SharePoint Conference 2006
I'm writing today from the Meydenbauer Conference Center in sunny Bellevue, Washington. Bill Gates just gave the keynote, and as always he was fascinating, a few cool demos were shown, there was a touch of revisionist history, and it gave everyone an aspect to think about.
Top Five Things Bill Gates Loves About SharePoint 2007
5. Community Features - Wiki, Blogs, RSS
4. Excel Services
3. Client Integration
2. Search and the Business Data Catalog
1. Integrated Applications
Bill's #1 needs a little explanation. It's really about the way that SharePoint is now an end-to-end application platform. It's a real extension of the way people work with each other and it doesn't just enable more efficient communication and discovery of knowledge; and really to me those are just cold words that sound more like marketing sound bites. Really, SharePoint is an organic extension of how we work, and this release makes it possible for that extension to feel natural.
I'll caveat this by writing that this release does not always feel natural. There are ways that the flow and layout of the presentation layer could be a lot better, but the underlying mechanics are now in place, on a unified platform, and this is a massive step.

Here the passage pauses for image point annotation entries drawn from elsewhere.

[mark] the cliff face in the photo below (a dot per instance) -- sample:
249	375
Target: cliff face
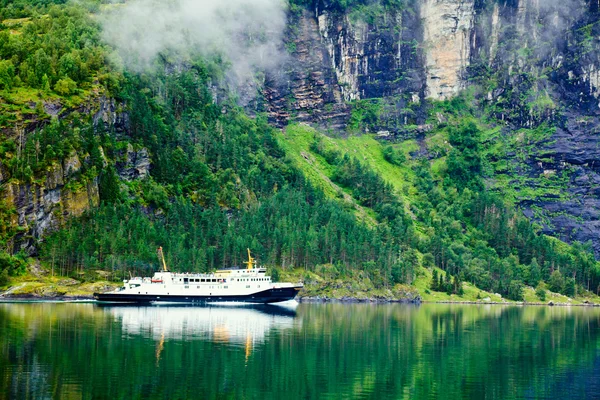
533	62
61	192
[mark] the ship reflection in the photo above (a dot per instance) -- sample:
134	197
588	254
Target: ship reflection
233	325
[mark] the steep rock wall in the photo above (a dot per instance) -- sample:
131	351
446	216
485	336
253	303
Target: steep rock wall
447	27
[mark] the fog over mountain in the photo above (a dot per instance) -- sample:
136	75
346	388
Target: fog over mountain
246	33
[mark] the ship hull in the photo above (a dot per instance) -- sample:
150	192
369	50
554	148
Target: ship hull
274	295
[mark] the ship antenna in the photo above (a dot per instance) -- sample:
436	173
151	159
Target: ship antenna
161	257
250	263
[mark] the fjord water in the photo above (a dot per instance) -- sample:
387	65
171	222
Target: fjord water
333	351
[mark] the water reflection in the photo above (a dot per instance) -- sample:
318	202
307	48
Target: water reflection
234	325
316	351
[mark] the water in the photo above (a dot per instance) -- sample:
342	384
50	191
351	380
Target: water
331	351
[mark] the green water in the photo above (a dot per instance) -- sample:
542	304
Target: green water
333	351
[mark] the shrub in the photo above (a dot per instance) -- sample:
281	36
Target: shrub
65	86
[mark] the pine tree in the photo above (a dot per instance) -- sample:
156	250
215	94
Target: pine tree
434	281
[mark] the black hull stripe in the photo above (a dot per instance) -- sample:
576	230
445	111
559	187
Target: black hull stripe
266	296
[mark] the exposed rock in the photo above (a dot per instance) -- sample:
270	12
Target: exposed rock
447	29
134	164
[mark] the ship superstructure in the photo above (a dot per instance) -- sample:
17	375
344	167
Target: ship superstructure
250	284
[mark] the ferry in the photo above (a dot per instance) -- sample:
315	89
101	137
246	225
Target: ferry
246	285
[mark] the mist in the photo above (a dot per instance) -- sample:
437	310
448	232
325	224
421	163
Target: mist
246	33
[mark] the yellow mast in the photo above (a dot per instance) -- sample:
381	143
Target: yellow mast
250	263
161	257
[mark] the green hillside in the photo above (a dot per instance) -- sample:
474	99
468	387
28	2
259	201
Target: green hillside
351	214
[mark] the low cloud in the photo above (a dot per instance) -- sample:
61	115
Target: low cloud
247	33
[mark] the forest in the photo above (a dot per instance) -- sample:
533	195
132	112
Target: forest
221	182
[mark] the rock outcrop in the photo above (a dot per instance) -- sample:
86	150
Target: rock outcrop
44	206
539	60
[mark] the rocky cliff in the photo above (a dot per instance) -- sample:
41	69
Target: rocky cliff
530	63
49	199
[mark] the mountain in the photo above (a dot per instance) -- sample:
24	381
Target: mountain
390	139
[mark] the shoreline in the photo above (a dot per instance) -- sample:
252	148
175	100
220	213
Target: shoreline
344	300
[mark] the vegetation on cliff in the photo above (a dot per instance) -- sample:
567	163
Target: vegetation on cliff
221	181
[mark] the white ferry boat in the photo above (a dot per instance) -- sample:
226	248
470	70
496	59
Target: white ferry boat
249	285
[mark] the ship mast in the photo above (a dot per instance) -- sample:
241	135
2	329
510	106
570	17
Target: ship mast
251	261
161	257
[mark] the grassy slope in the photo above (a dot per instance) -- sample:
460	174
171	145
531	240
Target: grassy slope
297	139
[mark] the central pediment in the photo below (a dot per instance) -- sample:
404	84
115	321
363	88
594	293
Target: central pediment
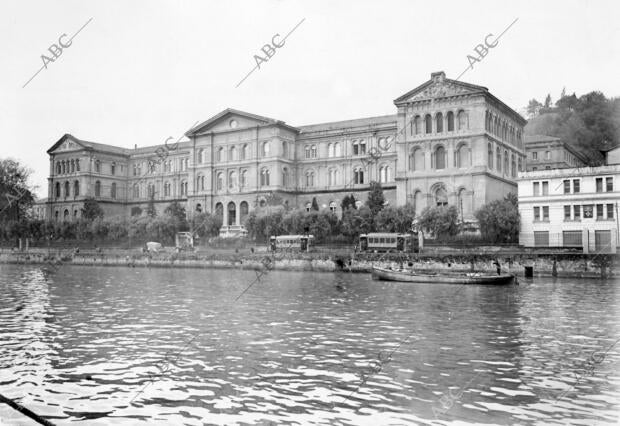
230	120
439	87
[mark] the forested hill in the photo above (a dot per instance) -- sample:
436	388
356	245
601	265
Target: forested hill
590	123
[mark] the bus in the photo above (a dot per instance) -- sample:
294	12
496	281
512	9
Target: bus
302	243
388	241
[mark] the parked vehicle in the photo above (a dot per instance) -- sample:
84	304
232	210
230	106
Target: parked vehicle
302	243
384	241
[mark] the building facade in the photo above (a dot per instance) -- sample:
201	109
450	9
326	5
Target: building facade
548	152
449	143
571	207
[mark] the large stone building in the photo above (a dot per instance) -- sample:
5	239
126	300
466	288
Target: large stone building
449	143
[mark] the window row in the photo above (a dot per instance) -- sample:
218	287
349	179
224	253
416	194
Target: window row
501	128
439	123
603	212
67	166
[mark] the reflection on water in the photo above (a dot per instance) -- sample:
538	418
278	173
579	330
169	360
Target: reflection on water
127	346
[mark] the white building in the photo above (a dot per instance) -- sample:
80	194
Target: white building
576	207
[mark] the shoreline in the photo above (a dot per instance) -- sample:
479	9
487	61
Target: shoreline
571	265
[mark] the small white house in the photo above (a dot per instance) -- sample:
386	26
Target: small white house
575	207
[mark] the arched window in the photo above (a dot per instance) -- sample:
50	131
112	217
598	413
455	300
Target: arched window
264	177
441	196
384	174
358	175
285	177
232	180
498	159
462	119
450	121
417	202
439	122
244	208
266	149
428	124
219	210
440	157
219	181
461	156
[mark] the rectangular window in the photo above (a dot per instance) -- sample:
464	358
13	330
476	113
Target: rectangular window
599	184
541	238
567	186
572	238
567	213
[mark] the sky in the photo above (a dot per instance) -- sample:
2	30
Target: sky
139	72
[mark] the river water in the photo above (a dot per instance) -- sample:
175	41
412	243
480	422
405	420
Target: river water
162	346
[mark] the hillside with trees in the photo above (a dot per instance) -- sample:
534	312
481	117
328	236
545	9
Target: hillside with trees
590	123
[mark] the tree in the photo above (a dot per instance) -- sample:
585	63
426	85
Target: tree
440	221
357	221
150	208
376	200
315	205
91	210
348	201
395	219
16	196
499	220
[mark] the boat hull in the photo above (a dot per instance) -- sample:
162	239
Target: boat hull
440	277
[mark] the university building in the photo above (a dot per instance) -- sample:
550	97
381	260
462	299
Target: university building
572	207
449	143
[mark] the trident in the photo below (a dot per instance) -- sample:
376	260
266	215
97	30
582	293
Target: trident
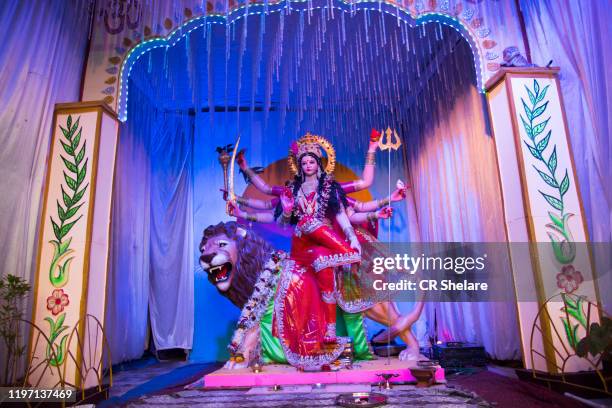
393	141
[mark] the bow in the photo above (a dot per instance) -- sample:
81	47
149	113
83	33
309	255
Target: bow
230	183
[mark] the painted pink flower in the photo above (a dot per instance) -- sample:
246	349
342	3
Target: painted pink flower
569	279
57	301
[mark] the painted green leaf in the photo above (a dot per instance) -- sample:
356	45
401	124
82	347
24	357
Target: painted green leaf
81	154
69	165
534	152
56	230
70	181
72	211
82	173
66	198
67	148
51	324
555	219
66	228
542	94
60	212
539	128
549	180
542	144
564	185
80	194
76	140
531	96
552	161
555	202
539	111
527	110
527	127
60	320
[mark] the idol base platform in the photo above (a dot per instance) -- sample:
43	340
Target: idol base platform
281	374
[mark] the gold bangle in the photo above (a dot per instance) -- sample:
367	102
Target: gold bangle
370	159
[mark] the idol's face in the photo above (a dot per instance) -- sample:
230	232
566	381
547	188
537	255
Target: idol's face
309	165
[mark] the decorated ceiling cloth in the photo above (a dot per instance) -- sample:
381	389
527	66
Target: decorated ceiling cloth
272	78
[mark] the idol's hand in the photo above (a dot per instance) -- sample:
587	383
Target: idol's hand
354	243
374	138
384	213
287	201
233	210
399	193
241	160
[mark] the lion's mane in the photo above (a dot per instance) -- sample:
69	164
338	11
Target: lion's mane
253	253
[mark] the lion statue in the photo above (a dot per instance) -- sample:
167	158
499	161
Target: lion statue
244	268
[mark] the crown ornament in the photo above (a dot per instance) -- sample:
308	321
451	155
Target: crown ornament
315	145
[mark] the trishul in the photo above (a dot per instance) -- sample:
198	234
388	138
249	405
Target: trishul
230	181
392	141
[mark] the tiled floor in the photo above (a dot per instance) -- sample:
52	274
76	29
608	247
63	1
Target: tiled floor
125	380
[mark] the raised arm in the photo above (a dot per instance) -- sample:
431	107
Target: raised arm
235	211
367	177
361	217
254	178
364	206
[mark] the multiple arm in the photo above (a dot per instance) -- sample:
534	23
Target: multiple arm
367	176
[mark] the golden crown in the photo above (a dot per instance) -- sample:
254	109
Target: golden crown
312	144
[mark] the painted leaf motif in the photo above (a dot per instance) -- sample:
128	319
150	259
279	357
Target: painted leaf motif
556	220
56	230
66	228
66	198
75	126
67	148
531	96
82	173
65	132
552	161
60	212
527	127
79	194
564	185
542	94
528	111
72	211
76	140
63	247
69	165
70	181
542	144
539	128
555	202
549	180
81	154
538	111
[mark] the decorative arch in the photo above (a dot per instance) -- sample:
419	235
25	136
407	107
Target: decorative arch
462	19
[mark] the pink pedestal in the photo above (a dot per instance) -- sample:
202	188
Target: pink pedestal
277	374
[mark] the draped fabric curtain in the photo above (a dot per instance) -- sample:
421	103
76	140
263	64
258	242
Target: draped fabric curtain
151	272
457	198
576	37
42	54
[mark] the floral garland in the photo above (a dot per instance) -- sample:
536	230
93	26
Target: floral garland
255	307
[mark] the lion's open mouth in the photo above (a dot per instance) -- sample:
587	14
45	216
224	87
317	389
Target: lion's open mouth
220	273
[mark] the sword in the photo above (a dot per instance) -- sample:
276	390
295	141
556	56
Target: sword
230	182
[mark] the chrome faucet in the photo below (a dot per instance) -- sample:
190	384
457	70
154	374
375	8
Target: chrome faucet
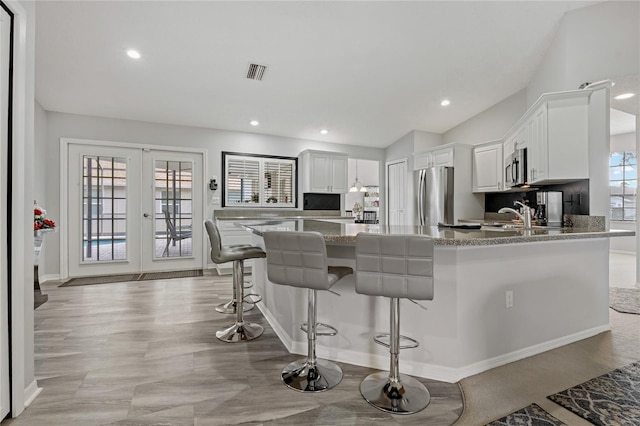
525	216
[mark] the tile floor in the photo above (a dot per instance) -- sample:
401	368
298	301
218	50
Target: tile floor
144	353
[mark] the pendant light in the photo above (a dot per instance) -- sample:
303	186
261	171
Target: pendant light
357	186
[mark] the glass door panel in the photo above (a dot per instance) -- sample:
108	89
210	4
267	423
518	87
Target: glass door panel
104	195
104	210
173	189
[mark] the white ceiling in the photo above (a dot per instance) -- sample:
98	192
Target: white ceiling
368	71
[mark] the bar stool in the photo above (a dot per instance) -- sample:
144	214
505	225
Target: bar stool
299	259
240	330
394	266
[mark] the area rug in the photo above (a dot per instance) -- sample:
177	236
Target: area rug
531	415
625	300
105	279
612	399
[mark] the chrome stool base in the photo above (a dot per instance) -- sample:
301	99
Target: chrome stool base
231	307
300	376
240	332
407	396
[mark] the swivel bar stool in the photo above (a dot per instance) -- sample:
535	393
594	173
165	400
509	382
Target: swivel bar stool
299	259
394	266
241	330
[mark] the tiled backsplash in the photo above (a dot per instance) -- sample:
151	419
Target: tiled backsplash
575	197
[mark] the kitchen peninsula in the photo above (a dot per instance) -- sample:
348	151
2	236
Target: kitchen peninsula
500	295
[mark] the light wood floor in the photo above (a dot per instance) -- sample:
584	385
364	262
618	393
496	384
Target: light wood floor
145	353
141	353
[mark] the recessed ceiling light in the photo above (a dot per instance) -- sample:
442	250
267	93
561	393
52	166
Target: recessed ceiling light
132	53
624	96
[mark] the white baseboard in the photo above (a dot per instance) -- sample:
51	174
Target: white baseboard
31	392
280	332
430	371
632	253
49	277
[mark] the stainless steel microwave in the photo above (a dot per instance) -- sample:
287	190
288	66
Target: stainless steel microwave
515	170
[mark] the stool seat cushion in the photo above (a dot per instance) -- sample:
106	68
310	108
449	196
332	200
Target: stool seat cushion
223	254
394	266
299	259
231	253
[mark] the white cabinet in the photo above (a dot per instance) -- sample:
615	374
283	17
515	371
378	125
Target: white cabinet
232	235
434	158
324	172
488	167
559	146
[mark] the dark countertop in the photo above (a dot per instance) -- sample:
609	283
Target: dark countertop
345	233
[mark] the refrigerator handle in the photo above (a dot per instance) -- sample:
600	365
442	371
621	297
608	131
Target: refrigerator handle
421	198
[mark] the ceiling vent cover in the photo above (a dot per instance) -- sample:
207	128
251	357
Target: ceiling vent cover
256	72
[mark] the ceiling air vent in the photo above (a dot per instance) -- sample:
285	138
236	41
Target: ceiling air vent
256	72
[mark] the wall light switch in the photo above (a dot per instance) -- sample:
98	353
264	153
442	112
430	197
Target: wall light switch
509	299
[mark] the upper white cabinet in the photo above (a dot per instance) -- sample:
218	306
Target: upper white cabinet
488	167
559	146
324	172
434	158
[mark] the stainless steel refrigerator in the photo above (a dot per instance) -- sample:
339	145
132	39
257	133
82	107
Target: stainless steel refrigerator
434	196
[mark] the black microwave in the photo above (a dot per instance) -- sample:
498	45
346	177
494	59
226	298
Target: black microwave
515	170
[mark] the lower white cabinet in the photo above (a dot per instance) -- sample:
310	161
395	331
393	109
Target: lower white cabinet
232	235
488	167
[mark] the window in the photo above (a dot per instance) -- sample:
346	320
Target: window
622	185
252	180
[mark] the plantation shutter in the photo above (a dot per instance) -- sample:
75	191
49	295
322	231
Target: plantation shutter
243	181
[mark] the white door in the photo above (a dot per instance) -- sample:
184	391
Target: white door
135	210
5	30
172	212
396	193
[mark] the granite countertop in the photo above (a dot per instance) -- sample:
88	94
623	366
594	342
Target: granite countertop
277	214
345	233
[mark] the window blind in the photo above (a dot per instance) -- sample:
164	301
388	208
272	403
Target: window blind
256	181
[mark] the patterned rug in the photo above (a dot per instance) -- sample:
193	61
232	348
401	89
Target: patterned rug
105	279
625	300
531	415
612	399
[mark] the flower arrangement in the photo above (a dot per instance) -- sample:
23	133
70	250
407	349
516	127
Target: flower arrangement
39	219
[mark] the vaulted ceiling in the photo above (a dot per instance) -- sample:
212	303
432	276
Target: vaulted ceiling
367	71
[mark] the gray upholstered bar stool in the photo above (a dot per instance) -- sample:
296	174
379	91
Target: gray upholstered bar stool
299	259
394	266
240	330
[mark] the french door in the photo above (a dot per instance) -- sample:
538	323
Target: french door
133	210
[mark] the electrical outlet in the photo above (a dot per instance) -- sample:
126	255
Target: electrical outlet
508	300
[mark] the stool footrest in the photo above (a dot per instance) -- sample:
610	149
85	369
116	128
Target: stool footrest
383	339
252	298
325	329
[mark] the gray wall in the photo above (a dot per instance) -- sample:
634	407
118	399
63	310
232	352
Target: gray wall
491	124
592	44
60	125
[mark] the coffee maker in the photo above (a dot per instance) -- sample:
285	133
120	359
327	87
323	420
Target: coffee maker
549	211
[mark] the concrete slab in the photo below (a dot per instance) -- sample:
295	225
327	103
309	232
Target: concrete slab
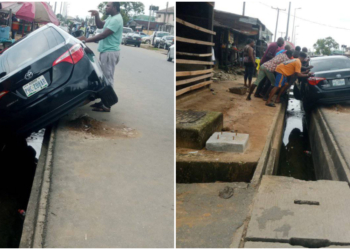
193	128
288	209
227	142
204	220
251	244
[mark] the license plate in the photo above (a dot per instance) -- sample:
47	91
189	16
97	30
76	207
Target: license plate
339	82
35	86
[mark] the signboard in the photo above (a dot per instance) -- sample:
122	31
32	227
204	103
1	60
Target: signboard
248	20
156	8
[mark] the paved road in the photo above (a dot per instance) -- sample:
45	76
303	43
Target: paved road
119	192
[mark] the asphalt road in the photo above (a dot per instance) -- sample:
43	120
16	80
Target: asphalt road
119	192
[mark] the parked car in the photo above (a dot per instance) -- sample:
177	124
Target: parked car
126	30
156	36
44	76
132	38
141	34
146	39
166	42
330	83
171	50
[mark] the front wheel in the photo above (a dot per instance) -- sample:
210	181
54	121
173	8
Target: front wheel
169	58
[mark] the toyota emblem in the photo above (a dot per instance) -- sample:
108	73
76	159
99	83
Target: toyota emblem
28	75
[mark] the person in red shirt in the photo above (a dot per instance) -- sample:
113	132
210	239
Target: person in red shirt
272	50
283	73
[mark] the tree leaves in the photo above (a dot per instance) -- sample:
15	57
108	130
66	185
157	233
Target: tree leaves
324	46
127	10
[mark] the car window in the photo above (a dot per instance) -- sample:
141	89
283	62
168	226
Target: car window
28	49
162	34
330	64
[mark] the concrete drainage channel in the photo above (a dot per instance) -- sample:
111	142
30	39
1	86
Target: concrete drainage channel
19	161
284	208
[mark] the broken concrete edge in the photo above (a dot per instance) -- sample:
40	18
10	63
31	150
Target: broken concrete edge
264	158
326	151
262	165
34	223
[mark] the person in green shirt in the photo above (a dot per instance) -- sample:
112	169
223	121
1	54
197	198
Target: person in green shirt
108	44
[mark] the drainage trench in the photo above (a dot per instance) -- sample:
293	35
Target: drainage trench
295	155
19	159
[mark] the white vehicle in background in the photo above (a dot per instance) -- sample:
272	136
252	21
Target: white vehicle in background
156	36
171	50
126	30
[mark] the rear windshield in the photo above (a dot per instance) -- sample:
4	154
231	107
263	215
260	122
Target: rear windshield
330	64
31	47
127	30
162	34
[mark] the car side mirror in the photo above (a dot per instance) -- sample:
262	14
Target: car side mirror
78	33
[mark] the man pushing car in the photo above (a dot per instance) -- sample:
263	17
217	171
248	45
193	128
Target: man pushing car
109	44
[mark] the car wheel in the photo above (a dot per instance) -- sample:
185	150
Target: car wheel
169	58
296	93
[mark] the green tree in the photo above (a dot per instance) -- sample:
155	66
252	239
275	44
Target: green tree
324	46
127	9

So why doesn't it quite feel natural? Microsoft dogfoods their own work. But their culture is unlike most. Dogfooding Visual Studio in a software company resulted in the best IDE available. Dogfooding an environment for office workers (and really, why call them Information Workers? Let's show some product pride and call them Office Workers) in the same space results in another case of developers teaching end-users how to be developers. Office 12 is a big improvement, no question. But on the Office Server side we're not yet at the endgame. This could be easier and more obvious.
I'm encouraged by improvements through the O12 lifecycle. Some tasks are easier. The road warrior scenario of checking out and resynching entire libraries was shown today and it looks great. The hands-on demo I went through last night for creating and deploying content types leaves something to be desired. Let's hope there will be further progress between now and RTM next year.